【歴史のすみっこ話】漢字、危機一髪9~危険な予感しかしない~[1821文字]
戦前──。というか、太平洋戦争が始まってしまっている1942年(昭和17年)6月に、「標準漢字表」なるものが作られたものの、使用されることなく、終戦の日を迎えたことは、漢字、危機一髪4にて書かせていただきました。
このお蔵入りしたともいえる標準漢字表が、再び脚光を浴びることになったのは、1945年(昭和20年)11月に開催された第八回国語審議会に、時の文部大臣前田多門が、『漢字制限による国字改革についての審議』を委託したことがその始まりでした。
国語審議会はさっそく『標準漢字表再検討に関する漢字主査委員会』を立ち上げます。
名前、長すぎですよね・・・(´-`)
それにしても、ゼロから新たに漢字表の案をつくるのではなく、戦前に作られた標準漢字表をベースにするとしたのには、なにか意図というか、どこからかの圧力でもあったのでしょうか🤔。
『標準漢字表再検討に関する漢字主査委員会』は、まず基本方針を策定しました。
その基本方針の中には、『常用漢字表は大要一千三百文字内外を目標として選定すること』、『常用漢字表以外の漢字は原則として、かな書きにすること』という制限事項がありました。
1942年(昭和17年)6月に発表された「標準漢字表」は、「常用漢字」(1134字)・「準常用漢字」(1320字)・「特別漢字」(74字)から構成されていました。
それを一気に、約1300文字に制限し、それ以外はかな書き表記にするというのは、かなり無理がある気がします。

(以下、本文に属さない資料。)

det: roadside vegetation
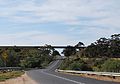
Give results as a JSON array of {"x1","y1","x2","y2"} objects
[
  {"x1": 0, "y1": 71, "x2": 24, "y2": 81},
  {"x1": 0, "y1": 45, "x2": 59, "y2": 69},
  {"x1": 60, "y1": 34, "x2": 120, "y2": 72}
]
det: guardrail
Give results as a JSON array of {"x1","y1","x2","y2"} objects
[
  {"x1": 56, "y1": 69, "x2": 120, "y2": 77},
  {"x1": 0, "y1": 67, "x2": 22, "y2": 71}
]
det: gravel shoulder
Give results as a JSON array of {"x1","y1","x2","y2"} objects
[{"x1": 0, "y1": 73, "x2": 38, "y2": 84}]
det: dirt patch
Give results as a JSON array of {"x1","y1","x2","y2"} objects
[{"x1": 0, "y1": 73, "x2": 38, "y2": 84}]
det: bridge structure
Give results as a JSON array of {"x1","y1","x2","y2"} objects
[{"x1": 0, "y1": 46, "x2": 86, "y2": 49}]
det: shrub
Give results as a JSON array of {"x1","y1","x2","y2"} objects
[{"x1": 101, "y1": 59, "x2": 120, "y2": 72}]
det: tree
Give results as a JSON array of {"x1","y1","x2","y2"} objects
[{"x1": 52, "y1": 50, "x2": 60, "y2": 56}]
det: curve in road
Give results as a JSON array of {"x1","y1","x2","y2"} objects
[{"x1": 27, "y1": 60, "x2": 119, "y2": 84}]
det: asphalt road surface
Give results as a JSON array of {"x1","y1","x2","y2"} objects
[{"x1": 27, "y1": 60, "x2": 120, "y2": 84}]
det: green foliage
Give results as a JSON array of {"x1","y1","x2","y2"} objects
[
  {"x1": 0, "y1": 58, "x2": 4, "y2": 67},
  {"x1": 0, "y1": 71, "x2": 24, "y2": 81},
  {"x1": 102, "y1": 59, "x2": 120, "y2": 72},
  {"x1": 83, "y1": 34, "x2": 120, "y2": 58},
  {"x1": 60, "y1": 59, "x2": 92, "y2": 71}
]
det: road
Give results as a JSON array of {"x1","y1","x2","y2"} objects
[{"x1": 27, "y1": 60, "x2": 120, "y2": 84}]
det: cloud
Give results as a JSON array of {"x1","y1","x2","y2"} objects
[
  {"x1": 0, "y1": 0, "x2": 120, "y2": 25},
  {"x1": 0, "y1": 0, "x2": 120, "y2": 44},
  {"x1": 0, "y1": 31, "x2": 76, "y2": 45}
]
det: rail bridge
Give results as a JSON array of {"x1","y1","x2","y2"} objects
[{"x1": 0, "y1": 46, "x2": 86, "y2": 49}]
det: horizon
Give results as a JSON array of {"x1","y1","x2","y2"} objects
[{"x1": 0, "y1": 0, "x2": 120, "y2": 46}]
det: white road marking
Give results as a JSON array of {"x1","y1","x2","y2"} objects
[{"x1": 41, "y1": 71, "x2": 85, "y2": 84}]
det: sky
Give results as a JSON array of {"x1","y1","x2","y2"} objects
[{"x1": 0, "y1": 0, "x2": 120, "y2": 45}]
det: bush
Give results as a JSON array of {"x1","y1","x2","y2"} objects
[{"x1": 101, "y1": 59, "x2": 120, "y2": 72}]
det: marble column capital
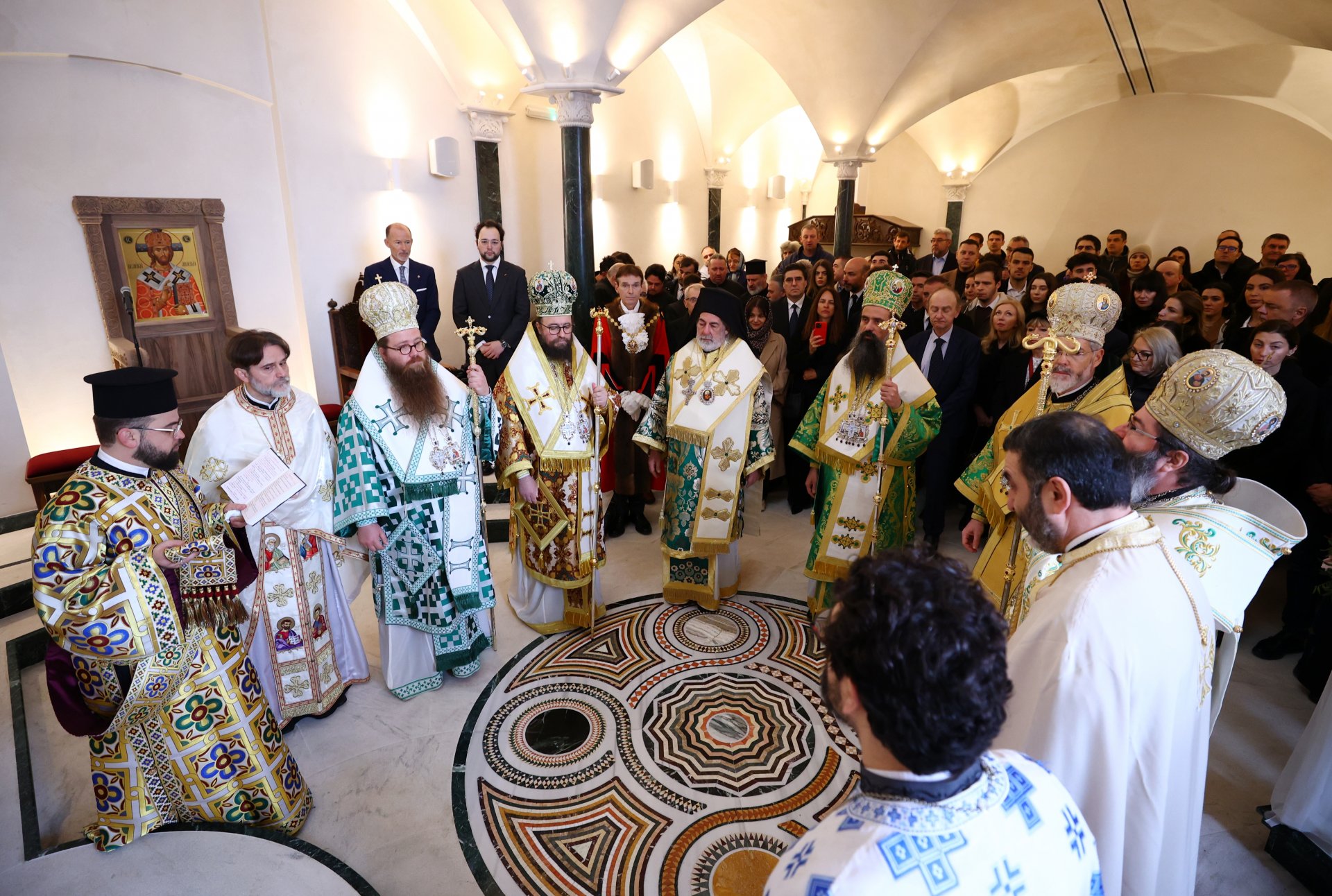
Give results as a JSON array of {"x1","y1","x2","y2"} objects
[
  {"x1": 703, "y1": 168, "x2": 731, "y2": 191},
  {"x1": 461, "y1": 105, "x2": 513, "y2": 142},
  {"x1": 547, "y1": 91, "x2": 601, "y2": 128}
]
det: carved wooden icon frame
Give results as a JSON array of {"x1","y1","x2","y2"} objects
[{"x1": 74, "y1": 196, "x2": 237, "y2": 366}]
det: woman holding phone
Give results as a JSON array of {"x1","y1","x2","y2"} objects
[{"x1": 786, "y1": 285, "x2": 847, "y2": 514}]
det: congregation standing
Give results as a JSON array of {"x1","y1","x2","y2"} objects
[{"x1": 33, "y1": 214, "x2": 1332, "y2": 893}]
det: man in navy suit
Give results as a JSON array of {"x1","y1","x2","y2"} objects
[
  {"x1": 906, "y1": 286, "x2": 980, "y2": 551},
  {"x1": 453, "y1": 218, "x2": 530, "y2": 386},
  {"x1": 362, "y1": 223, "x2": 440, "y2": 361}
]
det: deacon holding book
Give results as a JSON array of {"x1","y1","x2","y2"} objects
[
  {"x1": 32, "y1": 368, "x2": 311, "y2": 851},
  {"x1": 791, "y1": 270, "x2": 943, "y2": 615},
  {"x1": 495, "y1": 270, "x2": 615, "y2": 635},
  {"x1": 185, "y1": 330, "x2": 370, "y2": 727},
  {"x1": 333, "y1": 282, "x2": 500, "y2": 700},
  {"x1": 634, "y1": 286, "x2": 773, "y2": 610}
]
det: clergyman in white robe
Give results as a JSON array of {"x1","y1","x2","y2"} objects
[
  {"x1": 185, "y1": 386, "x2": 370, "y2": 727},
  {"x1": 995, "y1": 511, "x2": 1213, "y2": 896}
]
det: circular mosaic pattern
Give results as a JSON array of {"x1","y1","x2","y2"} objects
[
  {"x1": 453, "y1": 594, "x2": 859, "y2": 896},
  {"x1": 509, "y1": 699, "x2": 605, "y2": 766},
  {"x1": 643, "y1": 673, "x2": 814, "y2": 796}
]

また後日に、補足条項として『地名はすべて仮名書きして差し支えないか』、『人名はすべて仮名書きして差し支えないか』、『官庁名、官職名、および銀行名、会社、店名などはすべて仮名書きして差し支えないか』が追加されます。
いや、おもいっきり、差し支えがありますよね・・・ (´-`)
なにやら漢字、危機一髪的な予感がしてきましたね・・・ (´-`)
ともあれ年末年始を除き、1946年(昭和21年)4月までの期間、毎週、委員会は開催され、1295文字からなる『常用漢字表』の試案ができました。
はたせるかな、第九回国語審議会総会で、この試案に対して、新聞業界から『漢字が少なすぎて、これでは新聞が発行できない』という意見が出ました。

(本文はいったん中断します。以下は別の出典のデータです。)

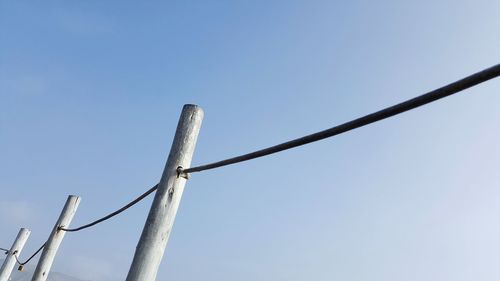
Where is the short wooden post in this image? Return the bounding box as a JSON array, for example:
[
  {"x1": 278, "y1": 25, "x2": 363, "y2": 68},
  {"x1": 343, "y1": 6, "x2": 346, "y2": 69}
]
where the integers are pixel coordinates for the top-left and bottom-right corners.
[
  {"x1": 0, "y1": 228, "x2": 31, "y2": 281},
  {"x1": 31, "y1": 195, "x2": 80, "y2": 281},
  {"x1": 126, "y1": 104, "x2": 203, "y2": 281}
]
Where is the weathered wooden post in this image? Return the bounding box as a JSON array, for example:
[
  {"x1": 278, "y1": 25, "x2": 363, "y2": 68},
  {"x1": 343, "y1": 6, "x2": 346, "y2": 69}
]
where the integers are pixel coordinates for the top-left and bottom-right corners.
[
  {"x1": 31, "y1": 195, "x2": 80, "y2": 281},
  {"x1": 127, "y1": 104, "x2": 203, "y2": 281},
  {"x1": 0, "y1": 228, "x2": 31, "y2": 281}
]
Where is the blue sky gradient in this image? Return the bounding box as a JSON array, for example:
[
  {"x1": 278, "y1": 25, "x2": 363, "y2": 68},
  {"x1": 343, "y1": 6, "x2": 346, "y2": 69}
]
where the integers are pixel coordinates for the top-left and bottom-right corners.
[{"x1": 0, "y1": 0, "x2": 500, "y2": 281}]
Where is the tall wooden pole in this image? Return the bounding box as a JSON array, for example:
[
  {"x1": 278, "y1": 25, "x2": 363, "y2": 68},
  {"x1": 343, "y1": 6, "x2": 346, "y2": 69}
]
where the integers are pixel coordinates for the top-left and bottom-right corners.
[
  {"x1": 127, "y1": 104, "x2": 203, "y2": 281},
  {"x1": 31, "y1": 195, "x2": 80, "y2": 281},
  {"x1": 0, "y1": 228, "x2": 31, "y2": 281}
]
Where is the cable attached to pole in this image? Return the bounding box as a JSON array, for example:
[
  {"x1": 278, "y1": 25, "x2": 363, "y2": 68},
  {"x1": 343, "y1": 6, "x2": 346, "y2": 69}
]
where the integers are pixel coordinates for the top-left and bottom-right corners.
[
  {"x1": 14, "y1": 242, "x2": 47, "y2": 271},
  {"x1": 58, "y1": 184, "x2": 158, "y2": 232},
  {"x1": 182, "y1": 64, "x2": 500, "y2": 174}
]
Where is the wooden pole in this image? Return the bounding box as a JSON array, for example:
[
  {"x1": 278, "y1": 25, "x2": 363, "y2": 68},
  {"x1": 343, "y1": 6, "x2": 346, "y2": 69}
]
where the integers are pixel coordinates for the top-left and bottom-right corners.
[
  {"x1": 126, "y1": 104, "x2": 203, "y2": 281},
  {"x1": 31, "y1": 195, "x2": 80, "y2": 281},
  {"x1": 0, "y1": 228, "x2": 31, "y2": 281}
]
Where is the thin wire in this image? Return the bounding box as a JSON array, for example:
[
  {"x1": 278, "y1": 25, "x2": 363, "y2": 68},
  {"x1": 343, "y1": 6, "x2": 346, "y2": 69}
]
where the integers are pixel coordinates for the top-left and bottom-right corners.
[
  {"x1": 14, "y1": 242, "x2": 47, "y2": 266},
  {"x1": 59, "y1": 184, "x2": 158, "y2": 232},
  {"x1": 182, "y1": 64, "x2": 500, "y2": 175}
]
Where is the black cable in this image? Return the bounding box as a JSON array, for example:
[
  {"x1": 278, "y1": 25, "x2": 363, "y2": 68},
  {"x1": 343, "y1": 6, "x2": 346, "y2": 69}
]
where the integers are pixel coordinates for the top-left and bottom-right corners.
[
  {"x1": 182, "y1": 64, "x2": 500, "y2": 174},
  {"x1": 59, "y1": 184, "x2": 158, "y2": 232},
  {"x1": 14, "y1": 242, "x2": 47, "y2": 270}
]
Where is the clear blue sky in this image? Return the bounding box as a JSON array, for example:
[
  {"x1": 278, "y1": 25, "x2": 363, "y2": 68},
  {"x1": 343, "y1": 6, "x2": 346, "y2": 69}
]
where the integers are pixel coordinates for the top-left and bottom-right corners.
[{"x1": 0, "y1": 0, "x2": 500, "y2": 281}]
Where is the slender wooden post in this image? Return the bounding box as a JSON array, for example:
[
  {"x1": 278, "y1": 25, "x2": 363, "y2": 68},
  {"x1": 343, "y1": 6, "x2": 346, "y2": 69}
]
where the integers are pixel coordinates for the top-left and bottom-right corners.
[
  {"x1": 0, "y1": 228, "x2": 31, "y2": 281},
  {"x1": 127, "y1": 104, "x2": 203, "y2": 281},
  {"x1": 31, "y1": 195, "x2": 80, "y2": 281}
]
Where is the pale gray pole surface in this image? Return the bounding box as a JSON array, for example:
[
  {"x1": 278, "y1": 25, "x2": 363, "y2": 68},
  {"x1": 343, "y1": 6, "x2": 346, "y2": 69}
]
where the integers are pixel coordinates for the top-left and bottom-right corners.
[
  {"x1": 127, "y1": 104, "x2": 203, "y2": 281},
  {"x1": 31, "y1": 195, "x2": 80, "y2": 281},
  {"x1": 0, "y1": 228, "x2": 31, "y2": 281}
]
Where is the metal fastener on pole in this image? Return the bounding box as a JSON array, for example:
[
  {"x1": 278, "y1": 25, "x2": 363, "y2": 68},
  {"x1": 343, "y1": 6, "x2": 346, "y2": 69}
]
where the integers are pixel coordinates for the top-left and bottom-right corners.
[
  {"x1": 0, "y1": 228, "x2": 31, "y2": 281},
  {"x1": 126, "y1": 104, "x2": 203, "y2": 281},
  {"x1": 31, "y1": 195, "x2": 80, "y2": 281}
]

また、法律関係からも『新憲法案で使われている漢字が62文字も入っていない』と指摘を受け、『常用漢字表』の試案は継続審議となりました。
第十回国語審議会総では、『標準漢字表再検討に関する漢字主査委員会』は廃止され、『漢字に関する主査委員会』が新たに設けられました。

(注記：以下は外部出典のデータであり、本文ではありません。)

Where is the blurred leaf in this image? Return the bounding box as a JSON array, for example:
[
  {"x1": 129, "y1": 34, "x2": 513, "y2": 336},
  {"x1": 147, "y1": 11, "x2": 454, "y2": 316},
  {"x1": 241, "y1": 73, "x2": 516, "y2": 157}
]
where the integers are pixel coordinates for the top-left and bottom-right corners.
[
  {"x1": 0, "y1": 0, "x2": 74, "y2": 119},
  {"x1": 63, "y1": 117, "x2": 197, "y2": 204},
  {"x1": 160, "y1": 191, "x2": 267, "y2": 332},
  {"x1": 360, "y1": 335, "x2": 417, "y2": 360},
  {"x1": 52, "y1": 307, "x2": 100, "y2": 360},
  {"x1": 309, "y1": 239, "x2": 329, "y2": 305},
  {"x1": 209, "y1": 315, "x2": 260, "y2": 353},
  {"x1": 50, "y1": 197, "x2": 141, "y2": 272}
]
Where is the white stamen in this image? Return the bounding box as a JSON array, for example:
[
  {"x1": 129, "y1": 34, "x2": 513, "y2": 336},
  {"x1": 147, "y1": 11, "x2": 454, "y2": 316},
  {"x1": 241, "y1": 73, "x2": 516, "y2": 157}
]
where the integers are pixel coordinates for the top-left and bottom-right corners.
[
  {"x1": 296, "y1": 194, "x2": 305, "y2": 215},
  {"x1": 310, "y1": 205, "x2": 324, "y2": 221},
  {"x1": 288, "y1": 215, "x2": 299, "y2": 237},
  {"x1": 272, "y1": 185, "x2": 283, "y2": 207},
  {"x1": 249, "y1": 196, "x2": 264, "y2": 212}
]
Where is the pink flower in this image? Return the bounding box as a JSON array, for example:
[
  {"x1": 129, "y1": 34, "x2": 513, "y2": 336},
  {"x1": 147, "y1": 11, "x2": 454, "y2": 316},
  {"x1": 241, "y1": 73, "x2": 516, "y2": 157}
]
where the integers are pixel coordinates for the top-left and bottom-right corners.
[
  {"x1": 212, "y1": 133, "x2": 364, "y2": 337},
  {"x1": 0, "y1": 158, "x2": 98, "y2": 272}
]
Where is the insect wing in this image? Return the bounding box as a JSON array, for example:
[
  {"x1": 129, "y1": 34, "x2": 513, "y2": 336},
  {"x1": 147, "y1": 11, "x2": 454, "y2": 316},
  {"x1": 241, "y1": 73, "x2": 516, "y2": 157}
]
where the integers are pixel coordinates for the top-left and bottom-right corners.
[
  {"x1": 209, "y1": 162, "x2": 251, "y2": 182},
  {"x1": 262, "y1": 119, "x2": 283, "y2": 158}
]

委員長に選ばれたのは、『路傍の石』で有名な作家の山本有三でした。
山本有三は国語への関心が深く、昭和20年12月には、自宅に国語研究所を開設するほどでした。
昭和13年に山本有三は、『国語に対する一つの意見」(『戦争と二人の夫人』あとがき)において、次のように書いているそうです。(太字は傍点)
なんだろう・・・危険な予感しかしない・・・ (´-`)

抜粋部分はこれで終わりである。